Aide à mourir en France : où en sont les législations européennes ?

La France s’apprête à prendre une décision cruciale sur l’aide à mourir. Ce mercredi, les députés se prononceront sur un projet de loi visant à instaurer un « droit à l’aide à mourir » pour les personnes souffrant d’affections graves et incurables. Ce débat s’inscrit dans un contexte européen où plusieurs pays ont déjà légiféré sur la question, tandis que d’autres continuent d’évaluer leurs positions.

EN BREF

  • La France pourrait devenir le dernier pays européen à légiférer sur l’aide à mourir.
  • Des pays comme les Pays-Bas et la Belgique ont déjà des lois établies sur l’euthanasie.
  • Le projet de loi français a été adopté en première lecture à l’Assemblée nationale.

Une législation européenne variée

En Europe, les législations concernant l’euthanasie et le suicide assisté varient considérablement. Les Pays-Bas et la Belgique sont parmi les pionniers en la matière. Aux Pays-Bas, l’euthanasie et le suicide assisté sont encadrés depuis avril 2002, avec des critères stricts définissant une « souffrance insupportable ». En avril 2023, la législation a été élargie pour inclure les enfants de moins de 12 ans.

En Belgique, la loi de mai 2002 stipule que la demande d’euthanasie doit être « volontaire, réfléchie et répétée ». En 2014, ce pays a fait un pas audacieux en devenant le premier à autoriser l’euthanasie pour les mineurs, sans limite d’âge.

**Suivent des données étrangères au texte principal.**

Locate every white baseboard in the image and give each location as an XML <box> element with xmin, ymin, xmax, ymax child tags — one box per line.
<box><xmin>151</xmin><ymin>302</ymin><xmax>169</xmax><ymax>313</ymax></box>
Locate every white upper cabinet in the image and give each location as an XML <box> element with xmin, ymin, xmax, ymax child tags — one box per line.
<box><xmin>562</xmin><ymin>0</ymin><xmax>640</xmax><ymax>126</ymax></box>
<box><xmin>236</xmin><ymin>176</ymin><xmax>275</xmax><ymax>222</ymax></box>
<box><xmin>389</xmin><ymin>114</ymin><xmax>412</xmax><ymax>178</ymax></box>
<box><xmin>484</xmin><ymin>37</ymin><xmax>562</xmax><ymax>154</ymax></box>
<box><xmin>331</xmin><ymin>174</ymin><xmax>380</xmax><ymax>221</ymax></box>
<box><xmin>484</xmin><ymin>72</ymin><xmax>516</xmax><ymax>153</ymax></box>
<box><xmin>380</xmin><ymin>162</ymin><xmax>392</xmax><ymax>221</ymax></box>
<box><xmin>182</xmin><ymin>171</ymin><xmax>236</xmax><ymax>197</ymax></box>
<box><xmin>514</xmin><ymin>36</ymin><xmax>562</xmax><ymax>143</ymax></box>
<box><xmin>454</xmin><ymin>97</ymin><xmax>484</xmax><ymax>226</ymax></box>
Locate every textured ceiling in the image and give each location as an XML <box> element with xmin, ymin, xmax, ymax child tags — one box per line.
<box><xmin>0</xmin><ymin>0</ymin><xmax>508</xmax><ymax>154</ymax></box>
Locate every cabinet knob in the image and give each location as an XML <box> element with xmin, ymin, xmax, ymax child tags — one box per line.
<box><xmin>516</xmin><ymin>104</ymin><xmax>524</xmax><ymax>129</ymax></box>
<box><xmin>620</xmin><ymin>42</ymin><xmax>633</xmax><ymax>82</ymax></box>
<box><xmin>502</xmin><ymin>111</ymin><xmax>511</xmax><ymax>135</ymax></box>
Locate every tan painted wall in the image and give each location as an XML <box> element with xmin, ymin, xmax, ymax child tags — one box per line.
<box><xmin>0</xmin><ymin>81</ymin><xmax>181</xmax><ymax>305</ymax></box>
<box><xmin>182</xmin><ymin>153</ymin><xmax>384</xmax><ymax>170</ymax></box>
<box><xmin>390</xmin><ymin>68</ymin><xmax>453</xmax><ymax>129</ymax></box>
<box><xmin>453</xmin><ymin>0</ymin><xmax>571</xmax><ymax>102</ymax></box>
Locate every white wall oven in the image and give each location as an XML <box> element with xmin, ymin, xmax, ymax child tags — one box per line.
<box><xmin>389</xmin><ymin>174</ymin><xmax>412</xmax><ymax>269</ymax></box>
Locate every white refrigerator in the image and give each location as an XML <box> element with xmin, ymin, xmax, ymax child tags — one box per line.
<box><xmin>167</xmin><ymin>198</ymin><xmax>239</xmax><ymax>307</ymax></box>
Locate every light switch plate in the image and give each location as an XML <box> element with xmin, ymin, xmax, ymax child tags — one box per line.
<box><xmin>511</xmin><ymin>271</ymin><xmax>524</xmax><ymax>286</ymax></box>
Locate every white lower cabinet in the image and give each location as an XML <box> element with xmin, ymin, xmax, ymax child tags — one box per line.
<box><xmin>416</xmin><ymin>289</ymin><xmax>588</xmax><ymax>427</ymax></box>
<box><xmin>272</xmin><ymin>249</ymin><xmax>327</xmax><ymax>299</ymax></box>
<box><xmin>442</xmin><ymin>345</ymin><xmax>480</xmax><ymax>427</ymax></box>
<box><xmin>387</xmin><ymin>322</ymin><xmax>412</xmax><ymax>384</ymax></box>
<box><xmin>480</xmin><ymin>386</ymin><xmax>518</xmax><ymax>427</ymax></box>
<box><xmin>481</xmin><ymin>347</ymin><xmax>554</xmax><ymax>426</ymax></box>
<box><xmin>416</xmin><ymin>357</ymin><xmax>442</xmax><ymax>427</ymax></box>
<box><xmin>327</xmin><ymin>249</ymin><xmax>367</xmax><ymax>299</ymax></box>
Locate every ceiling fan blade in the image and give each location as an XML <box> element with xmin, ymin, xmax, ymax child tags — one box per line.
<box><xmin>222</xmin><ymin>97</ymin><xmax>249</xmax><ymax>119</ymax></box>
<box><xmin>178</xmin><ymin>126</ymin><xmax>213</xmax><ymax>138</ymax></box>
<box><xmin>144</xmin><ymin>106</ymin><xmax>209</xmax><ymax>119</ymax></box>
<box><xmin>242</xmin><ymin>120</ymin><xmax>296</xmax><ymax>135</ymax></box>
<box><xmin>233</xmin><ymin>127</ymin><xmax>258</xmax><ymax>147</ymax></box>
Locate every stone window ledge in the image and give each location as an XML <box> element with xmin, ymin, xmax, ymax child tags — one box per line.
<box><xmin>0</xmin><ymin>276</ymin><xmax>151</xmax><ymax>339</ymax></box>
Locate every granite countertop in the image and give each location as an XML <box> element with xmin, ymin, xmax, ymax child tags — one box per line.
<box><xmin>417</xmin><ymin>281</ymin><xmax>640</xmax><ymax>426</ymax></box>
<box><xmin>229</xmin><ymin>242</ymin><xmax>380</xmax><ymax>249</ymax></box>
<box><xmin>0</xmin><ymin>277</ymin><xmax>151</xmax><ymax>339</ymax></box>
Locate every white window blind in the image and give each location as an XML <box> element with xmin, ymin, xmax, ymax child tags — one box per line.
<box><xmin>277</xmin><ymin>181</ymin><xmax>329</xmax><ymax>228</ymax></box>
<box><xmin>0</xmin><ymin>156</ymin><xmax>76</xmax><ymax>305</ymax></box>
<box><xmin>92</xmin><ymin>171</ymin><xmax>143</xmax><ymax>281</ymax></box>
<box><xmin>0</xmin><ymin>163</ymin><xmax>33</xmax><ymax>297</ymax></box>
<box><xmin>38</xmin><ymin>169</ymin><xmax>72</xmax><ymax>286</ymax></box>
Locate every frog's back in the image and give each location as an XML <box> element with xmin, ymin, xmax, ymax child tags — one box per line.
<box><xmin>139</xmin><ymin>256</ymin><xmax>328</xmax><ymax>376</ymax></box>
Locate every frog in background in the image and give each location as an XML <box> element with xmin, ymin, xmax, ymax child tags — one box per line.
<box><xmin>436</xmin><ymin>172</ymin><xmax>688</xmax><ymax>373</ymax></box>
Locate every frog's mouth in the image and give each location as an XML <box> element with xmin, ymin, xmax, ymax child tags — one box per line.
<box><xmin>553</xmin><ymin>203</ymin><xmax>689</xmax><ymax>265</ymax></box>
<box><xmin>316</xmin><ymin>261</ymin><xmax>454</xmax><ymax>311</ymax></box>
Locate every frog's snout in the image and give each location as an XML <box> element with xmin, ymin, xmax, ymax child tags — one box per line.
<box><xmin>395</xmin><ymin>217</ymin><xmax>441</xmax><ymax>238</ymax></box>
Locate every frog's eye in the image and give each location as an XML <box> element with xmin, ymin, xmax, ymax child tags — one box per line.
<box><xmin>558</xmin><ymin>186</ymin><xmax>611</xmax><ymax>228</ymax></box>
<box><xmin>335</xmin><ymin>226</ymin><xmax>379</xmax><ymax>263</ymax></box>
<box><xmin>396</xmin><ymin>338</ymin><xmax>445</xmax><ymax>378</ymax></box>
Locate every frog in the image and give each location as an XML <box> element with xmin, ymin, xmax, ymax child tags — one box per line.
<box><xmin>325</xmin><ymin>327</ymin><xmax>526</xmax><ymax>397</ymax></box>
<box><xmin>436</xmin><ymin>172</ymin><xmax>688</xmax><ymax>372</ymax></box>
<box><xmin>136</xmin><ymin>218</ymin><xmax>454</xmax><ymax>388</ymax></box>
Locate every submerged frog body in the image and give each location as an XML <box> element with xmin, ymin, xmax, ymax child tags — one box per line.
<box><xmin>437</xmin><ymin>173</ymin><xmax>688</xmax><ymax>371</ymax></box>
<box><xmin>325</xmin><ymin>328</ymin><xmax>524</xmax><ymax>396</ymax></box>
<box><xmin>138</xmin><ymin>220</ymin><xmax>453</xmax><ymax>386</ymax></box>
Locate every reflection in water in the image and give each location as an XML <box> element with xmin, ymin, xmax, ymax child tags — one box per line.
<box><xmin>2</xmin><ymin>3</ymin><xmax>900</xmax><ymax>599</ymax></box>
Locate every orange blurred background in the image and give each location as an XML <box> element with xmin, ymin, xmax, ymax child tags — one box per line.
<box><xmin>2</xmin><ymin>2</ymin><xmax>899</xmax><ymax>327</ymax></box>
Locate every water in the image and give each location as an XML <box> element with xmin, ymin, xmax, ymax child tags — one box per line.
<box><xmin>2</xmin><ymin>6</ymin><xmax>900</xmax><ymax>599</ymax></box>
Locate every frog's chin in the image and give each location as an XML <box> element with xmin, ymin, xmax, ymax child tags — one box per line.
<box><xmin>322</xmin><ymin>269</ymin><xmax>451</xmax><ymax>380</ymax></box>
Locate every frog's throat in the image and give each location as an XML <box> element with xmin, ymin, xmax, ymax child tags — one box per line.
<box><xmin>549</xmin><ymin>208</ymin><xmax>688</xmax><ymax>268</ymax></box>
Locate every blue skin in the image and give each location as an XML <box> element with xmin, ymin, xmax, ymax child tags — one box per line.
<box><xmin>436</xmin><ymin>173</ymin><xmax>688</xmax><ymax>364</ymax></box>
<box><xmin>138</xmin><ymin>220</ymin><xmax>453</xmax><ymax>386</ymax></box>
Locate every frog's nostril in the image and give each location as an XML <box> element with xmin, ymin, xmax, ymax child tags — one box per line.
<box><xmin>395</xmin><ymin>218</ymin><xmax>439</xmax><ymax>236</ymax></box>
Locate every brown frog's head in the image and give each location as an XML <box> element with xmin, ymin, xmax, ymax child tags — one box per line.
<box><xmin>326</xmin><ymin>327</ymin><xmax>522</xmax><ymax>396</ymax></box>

Les situations particulières des autres pays

Le Luxembourg a dépénalisé l’euthanasie en 2009, tandis que la Suisse interdit l’euthanasie mais autorise le suicide assisté, tant que cela ne se fait pas pour des raisons égoïstes. L’Autriche a également légalement reconnu le suicide assisté en décembre 2021 pour les personnes atteintes de maladies graves ou incurables.

En Espagne, une loi adoptée en mars 2021 permet à la fois l’euthanasie et le suicide médicalement assisté, mais sous des conditions strictes, telles que la nécessité d’une demande écrite et validée par une commission. Au Portugal, une tentative de dépénalisation a été stoppée par la Cour constitutionnelle en avril 2025.

Évolutions récentes en Europe

La Slovénie avait légalisé le suicide assisté en juillet 2025, mais un nouveau référendum, influencé par des groupes conservateurs, a suspendu cette loi pour au moins un an. En Italie, bien que la Cour constitutionnelle ait établi des conditions pour l’accès au suicide assisté en 2019, aucune loi n’a encore été adoptée au niveau national. Cependant, la Toscane a pris les devants en février 2025 en établissant des règles régionales.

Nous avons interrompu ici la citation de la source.